- Born: November 3, 1994 (age 31) Rockland, Ontario

Team
- Curling club: Navan CC, Navan, ON
- Skip: Jason Camm
- Third: Sam Wills
- Second: Wyatt Small
- Lead: Nathan Steele

Curling career
- Member Association: Ontario (2010–2018; 2019–present) Quebec (2018–19)
- Top CTRS ranking: 10th (2023–24)

= Jason Camm =

Canadian curler

Jason Camm (born November 3, 1994) is a Canadian curler from Rockland, Ontario. He currently skips his own team.

==Career==
===Juniors===
In 2011, Camm won both the Ontario Bantam Boys Championship and the Ontario Bantam Mixed Championship, both as a skip.

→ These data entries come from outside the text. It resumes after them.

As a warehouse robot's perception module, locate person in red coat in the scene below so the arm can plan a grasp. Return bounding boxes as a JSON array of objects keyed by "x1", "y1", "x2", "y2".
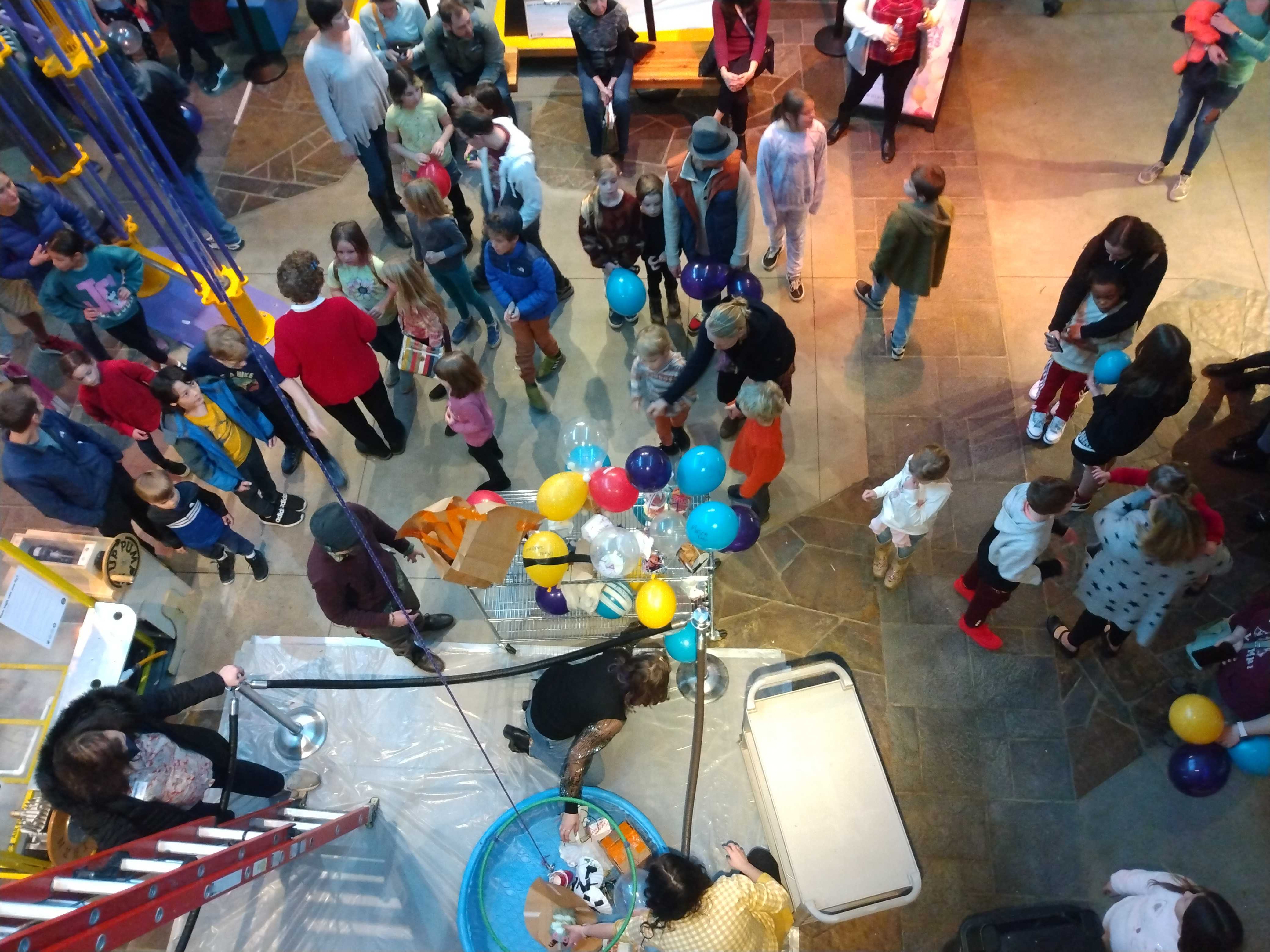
[
  {"x1": 60, "y1": 350, "x2": 189, "y2": 476},
  {"x1": 273, "y1": 251, "x2": 406, "y2": 460}
]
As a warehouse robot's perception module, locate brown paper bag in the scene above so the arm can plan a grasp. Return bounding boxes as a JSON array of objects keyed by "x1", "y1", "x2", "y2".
[
  {"x1": 397, "y1": 496, "x2": 542, "y2": 589},
  {"x1": 524, "y1": 880, "x2": 604, "y2": 952}
]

After Bantams, Camm formed a junior team with Aaron Squires as skip, and Camm throwing last rocks. The team won the 2013 Ontario Junior Championships and earned the right to represent the province at the 2013 Canadian Junior Curling Championships. The team finished the event with a 7-3 record, tied with Manitoba's Matt Dunstone in third place. The two teams played in each other in a tiebreaker for a playoff spot, with Camm and Team Ontario losing 11-8.

In the middle of his junior career, Camm joined the Bryan Cochrane rink playing third, and played in his first provincial championships, the 2014 Travelers Tankard. After the team posted a 6-4 round robin record, they beat Jake Walker in the 3 vs. 4 game, before losing in the semifinal to Mark Bice.

In 2015, Camm joined the Doug Kee junior rink at third and won another Ontario Junior Championship in 2016. Representing Ontario at the 2016 Canadian Junior Curling Championships, the team finished with a 5-5 record, missing the playoffs.

===Men's===
After juniors, Camm began playing on the World Curling Tour. He played second for Pat Ferris for the 2016-17 season, third for Mike McLean in the 2017-18 season and second Martin Ferland in 2018-19, before skipping his own team in 2019.

The McLean rink qualified for the 2018 Ontario Tankard. The team lost all three games in the triple knockout event.

While with Ferland, Camm curled out of Quebec and played in the 2019 WFG Tankard, the Quebec men's provincial championship. There, the team finished with a 4-5 record, missing the playoffs.

Skipping his own rink of Jordie Lyon-Hather, Kurt Armstron and Brett Lyon-Hatcher, Camm won the Mooshead Classic Open event. His team also qualified for the 2020 Ontario Tankard, where they finished with a 2–6 record.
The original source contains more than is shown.